Ed Ames
Member
How can what you may need to defend your self, if you do, have anything whatsoever with the assessment of likelihood of occurrence as assessed before the fact?
It isn’t a single likelihood or a single risk. It’s a single tool.
Each risk has a likelihood of occurrence, and the tool has different likelihoods of success for each risk.
Let’s shift this away from firearms for a moment and consider fires. In our day to day lives we face risk of fire from multiple sources, in multiple environments, with multiple potential outcomes. Many of the fire risks we’re exposed to are completely beyond the capabilities of any fire extinguisher we’re likely to buy at a hardware store and keep in our homes.
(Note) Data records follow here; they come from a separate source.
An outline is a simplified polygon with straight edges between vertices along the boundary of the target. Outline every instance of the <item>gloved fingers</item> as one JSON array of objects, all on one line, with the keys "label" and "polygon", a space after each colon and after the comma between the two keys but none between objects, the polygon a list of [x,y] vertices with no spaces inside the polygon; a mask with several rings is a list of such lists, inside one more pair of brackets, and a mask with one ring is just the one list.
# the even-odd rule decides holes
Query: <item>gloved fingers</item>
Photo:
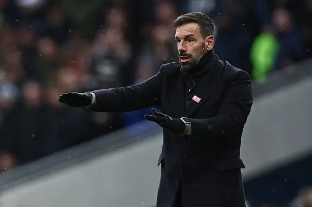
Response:
[{"label": "gloved fingers", "polygon": [[157,117],[167,117],[166,115],[163,114],[162,113],[160,112],[159,111],[158,111],[157,109],[152,110],[152,111],[154,116],[156,116]]},{"label": "gloved fingers", "polygon": [[146,114],[144,115],[144,118],[148,121],[154,121],[156,122],[157,122],[157,117],[155,116]]}]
Even within a particular type of fire risk, a given fire extinguisher has only the potential to put out a particular fire, if caught in specific circumstances.
The fact that the biggest fire extinguisher you could physically lift cannot put out a fully engaged house fire doesn’t mean a fire extinguisher isn’t worth owning. Even the smallest fire extinguisher....even a wet rag...gives a person a chance to keep their house from burning down. What is the optimal size (and type) of fire extinguisher? That depends.
Same with carry guns. A given gun/shooter combination is going to have a range of likelihoods of success depending on the specific risk scenario. There will always be scenarios where the likelihood of success is basically zero. There will always be scenarios where the likelihood of success is above zero. A different gun may increase the number of scenarios where the chances of success are above zero, but (just like a wet rag) even a BB gun has some scenarios where they deliver non-zero likelihoods.
The goal is to choose a tool that makes as many of the scenarios you are likely to encounter as possible non-zero. Picking a tool based on scenarios you’ll never actually encounter (dinosaur attacks or whatever) is obviously silly, but how about scenarios you are vanishingly unlikely to encounter?